The Dark Side of Mental Health..

I work in a Behavioral Health unit. The psych unit of the hospital. We get alot of patients, from major mental crisises, to unmanageable depression. The object is to help someone out of their crisis and hope they don’t have to come back.

But there will always be the patients who come back. The ones who count on us to help them, the ones who need us.

Because of that, there are patients that we get to know. We see them when they are at their worst, and we nurture them back to stability. We come to love them, in our way.

In a way, they begin to become like old friends. And each time I discharge them, I give a kick in the pants, and tell them I better not see them round these parts again… And then I give them a hug, and tell them that seriously, we will always be here if they need… And then they are gone.

And days go by, and weeks, and months. For most people, it is, out of sight out of mind. The doors of our unit revolve too quickly to dwell. But for those who have the softest parts of my heart, I imagine I haven’t seen them because they are doing so well in the world. I don’t let my mind imagine the worst.

But sometimes it happens. We live in a small town. And when I happen upon the news article declairing one of my most special patients dead… a piece of my heart breaks away.

There are downsides to every situation, but this is the very worst part of my job. Everybody dies, it is something a hospital is very familiar with, but when one of my patients dies, it cuts me as a failing.
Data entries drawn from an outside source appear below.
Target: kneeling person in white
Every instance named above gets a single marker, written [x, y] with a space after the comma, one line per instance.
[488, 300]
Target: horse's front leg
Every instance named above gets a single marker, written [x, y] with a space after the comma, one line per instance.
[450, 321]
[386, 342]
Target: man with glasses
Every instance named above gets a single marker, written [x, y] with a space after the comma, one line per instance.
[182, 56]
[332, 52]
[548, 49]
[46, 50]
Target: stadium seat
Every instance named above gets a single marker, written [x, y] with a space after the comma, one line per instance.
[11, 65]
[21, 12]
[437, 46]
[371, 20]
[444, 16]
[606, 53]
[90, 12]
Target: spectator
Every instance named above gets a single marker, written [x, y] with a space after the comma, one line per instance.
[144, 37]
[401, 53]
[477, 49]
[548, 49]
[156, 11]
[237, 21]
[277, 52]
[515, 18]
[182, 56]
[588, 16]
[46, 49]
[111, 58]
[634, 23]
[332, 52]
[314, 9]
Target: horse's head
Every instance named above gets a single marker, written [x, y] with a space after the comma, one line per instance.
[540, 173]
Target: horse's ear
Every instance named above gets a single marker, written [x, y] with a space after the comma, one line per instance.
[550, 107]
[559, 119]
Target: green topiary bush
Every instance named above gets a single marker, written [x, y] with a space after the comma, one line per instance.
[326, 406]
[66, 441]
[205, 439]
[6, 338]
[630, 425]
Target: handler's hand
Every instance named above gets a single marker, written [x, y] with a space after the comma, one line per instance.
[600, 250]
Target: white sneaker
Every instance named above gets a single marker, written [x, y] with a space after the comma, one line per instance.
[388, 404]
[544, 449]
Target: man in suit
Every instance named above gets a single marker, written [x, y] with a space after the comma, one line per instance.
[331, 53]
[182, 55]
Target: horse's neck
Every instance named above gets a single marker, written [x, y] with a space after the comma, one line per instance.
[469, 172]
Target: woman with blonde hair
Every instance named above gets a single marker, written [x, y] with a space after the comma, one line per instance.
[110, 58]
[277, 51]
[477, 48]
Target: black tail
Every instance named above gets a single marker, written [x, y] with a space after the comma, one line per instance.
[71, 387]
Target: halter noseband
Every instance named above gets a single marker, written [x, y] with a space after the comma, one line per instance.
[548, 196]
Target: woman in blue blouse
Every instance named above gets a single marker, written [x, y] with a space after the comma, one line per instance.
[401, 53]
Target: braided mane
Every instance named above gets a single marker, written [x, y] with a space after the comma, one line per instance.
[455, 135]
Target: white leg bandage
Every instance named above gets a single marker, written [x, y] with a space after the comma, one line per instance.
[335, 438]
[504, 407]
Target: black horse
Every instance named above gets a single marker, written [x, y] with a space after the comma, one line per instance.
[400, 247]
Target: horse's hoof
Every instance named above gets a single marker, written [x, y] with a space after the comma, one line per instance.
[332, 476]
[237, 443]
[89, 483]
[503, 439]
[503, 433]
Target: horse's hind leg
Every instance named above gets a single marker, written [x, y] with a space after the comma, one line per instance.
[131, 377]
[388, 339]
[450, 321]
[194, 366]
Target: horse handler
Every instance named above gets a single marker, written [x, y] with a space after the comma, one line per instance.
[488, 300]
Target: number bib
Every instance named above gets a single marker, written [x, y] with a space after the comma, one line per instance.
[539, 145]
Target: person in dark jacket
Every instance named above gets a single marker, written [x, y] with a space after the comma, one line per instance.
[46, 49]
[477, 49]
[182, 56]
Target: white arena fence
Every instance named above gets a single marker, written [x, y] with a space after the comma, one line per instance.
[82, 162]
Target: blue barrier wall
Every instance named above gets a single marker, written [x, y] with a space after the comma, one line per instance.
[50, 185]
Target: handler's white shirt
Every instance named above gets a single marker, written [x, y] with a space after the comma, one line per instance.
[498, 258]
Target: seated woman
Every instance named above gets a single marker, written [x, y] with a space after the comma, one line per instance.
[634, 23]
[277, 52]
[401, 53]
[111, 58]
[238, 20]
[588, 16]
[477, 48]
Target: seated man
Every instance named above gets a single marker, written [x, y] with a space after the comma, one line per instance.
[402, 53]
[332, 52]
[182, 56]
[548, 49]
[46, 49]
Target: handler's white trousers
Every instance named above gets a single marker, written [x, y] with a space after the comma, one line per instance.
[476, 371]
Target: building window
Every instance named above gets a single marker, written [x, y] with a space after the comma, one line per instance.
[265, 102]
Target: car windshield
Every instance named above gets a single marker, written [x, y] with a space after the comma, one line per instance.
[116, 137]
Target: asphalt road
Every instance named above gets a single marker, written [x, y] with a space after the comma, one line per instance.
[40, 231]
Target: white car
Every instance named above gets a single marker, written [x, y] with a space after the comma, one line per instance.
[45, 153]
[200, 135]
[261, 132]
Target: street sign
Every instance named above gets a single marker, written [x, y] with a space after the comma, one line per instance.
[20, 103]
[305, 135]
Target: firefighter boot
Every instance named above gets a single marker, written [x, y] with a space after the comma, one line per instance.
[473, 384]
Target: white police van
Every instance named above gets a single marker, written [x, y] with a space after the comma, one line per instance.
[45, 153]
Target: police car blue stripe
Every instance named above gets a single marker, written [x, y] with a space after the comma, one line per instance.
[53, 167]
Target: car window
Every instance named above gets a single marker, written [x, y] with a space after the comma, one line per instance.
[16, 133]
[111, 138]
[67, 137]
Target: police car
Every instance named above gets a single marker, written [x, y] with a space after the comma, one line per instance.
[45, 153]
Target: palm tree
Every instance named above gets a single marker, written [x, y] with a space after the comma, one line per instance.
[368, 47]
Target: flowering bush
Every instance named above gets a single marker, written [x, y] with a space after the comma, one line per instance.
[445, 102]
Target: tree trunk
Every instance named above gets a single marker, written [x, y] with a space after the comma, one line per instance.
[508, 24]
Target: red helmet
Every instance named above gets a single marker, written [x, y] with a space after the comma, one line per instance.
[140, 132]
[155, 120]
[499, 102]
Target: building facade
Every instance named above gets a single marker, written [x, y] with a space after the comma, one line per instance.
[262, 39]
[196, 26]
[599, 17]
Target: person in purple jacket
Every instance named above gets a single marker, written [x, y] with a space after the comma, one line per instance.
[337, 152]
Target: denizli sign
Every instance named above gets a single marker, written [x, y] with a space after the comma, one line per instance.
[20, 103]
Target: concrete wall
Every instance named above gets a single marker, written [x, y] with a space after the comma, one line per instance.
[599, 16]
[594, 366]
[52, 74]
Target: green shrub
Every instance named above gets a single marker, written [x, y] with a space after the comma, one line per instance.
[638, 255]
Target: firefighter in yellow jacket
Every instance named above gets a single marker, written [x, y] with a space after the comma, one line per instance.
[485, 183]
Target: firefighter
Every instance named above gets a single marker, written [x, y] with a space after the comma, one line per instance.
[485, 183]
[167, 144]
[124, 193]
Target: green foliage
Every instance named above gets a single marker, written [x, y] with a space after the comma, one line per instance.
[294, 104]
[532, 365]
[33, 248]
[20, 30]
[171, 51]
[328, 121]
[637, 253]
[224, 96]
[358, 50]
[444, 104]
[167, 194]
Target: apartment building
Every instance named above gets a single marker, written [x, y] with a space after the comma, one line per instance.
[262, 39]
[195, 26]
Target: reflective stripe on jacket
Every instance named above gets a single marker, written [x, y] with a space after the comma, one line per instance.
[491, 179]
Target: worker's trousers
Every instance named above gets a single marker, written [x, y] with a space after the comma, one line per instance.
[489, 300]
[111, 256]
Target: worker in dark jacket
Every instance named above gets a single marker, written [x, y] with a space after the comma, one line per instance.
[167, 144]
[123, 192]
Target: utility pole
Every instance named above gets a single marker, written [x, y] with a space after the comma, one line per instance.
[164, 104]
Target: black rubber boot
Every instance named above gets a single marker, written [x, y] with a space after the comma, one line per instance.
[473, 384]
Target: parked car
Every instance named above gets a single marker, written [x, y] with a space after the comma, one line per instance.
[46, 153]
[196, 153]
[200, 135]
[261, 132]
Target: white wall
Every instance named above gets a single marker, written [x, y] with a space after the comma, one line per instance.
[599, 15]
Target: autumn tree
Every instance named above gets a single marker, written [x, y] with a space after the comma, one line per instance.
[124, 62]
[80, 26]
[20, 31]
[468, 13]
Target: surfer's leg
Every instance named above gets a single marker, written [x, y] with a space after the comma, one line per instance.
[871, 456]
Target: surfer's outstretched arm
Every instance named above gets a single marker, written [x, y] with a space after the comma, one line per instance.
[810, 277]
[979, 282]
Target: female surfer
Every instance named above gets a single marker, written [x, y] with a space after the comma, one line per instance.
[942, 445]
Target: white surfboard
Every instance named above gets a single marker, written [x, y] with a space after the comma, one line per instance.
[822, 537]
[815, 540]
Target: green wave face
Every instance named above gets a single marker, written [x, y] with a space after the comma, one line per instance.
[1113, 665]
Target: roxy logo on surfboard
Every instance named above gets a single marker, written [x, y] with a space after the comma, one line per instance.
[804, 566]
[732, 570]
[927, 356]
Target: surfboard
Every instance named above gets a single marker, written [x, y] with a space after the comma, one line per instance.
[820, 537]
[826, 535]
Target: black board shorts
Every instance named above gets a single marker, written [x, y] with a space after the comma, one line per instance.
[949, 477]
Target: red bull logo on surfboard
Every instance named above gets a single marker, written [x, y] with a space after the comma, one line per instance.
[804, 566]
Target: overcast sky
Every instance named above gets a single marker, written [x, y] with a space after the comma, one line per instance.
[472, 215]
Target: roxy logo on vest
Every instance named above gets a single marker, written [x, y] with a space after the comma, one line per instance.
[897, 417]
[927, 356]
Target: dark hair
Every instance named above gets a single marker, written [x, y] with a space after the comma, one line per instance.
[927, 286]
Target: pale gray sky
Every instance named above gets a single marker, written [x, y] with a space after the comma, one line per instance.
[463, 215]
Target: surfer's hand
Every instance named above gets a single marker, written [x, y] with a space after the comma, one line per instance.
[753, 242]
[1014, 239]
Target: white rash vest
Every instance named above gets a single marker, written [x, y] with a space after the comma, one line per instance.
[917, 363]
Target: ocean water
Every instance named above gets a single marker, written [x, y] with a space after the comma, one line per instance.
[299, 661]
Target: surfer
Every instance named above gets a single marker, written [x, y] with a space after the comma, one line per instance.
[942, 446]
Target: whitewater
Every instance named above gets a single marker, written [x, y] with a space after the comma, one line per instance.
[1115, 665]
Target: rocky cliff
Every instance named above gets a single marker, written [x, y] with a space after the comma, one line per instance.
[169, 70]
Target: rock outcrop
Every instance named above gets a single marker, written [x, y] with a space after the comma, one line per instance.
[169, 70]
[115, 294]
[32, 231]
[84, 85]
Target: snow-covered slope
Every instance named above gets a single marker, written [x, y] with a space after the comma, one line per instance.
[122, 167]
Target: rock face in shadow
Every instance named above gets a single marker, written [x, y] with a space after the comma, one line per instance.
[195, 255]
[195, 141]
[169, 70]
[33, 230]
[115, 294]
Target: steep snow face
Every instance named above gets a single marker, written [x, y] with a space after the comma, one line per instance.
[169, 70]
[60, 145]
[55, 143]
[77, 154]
Why didn’t you come to us for help?

I am not a doctor. I’m not even a nurse. I am the person who gets you coffee, who sets up and cleans the shower, the person who wakes you up in the morning, the person who tells you that the sun is out and if you’re not quick, you’ll miss it! I can’t take away your problems, or your pain. All I can do is offer my hand when you’ve fallen, and try my damnedest to help you remember how to smile.

And today, I pushed myself to get up, to go out and see the sun, to smile… because I would never be able to do that for you again. I smiled, because I would never see you smile again..

What it’s like to be Asian…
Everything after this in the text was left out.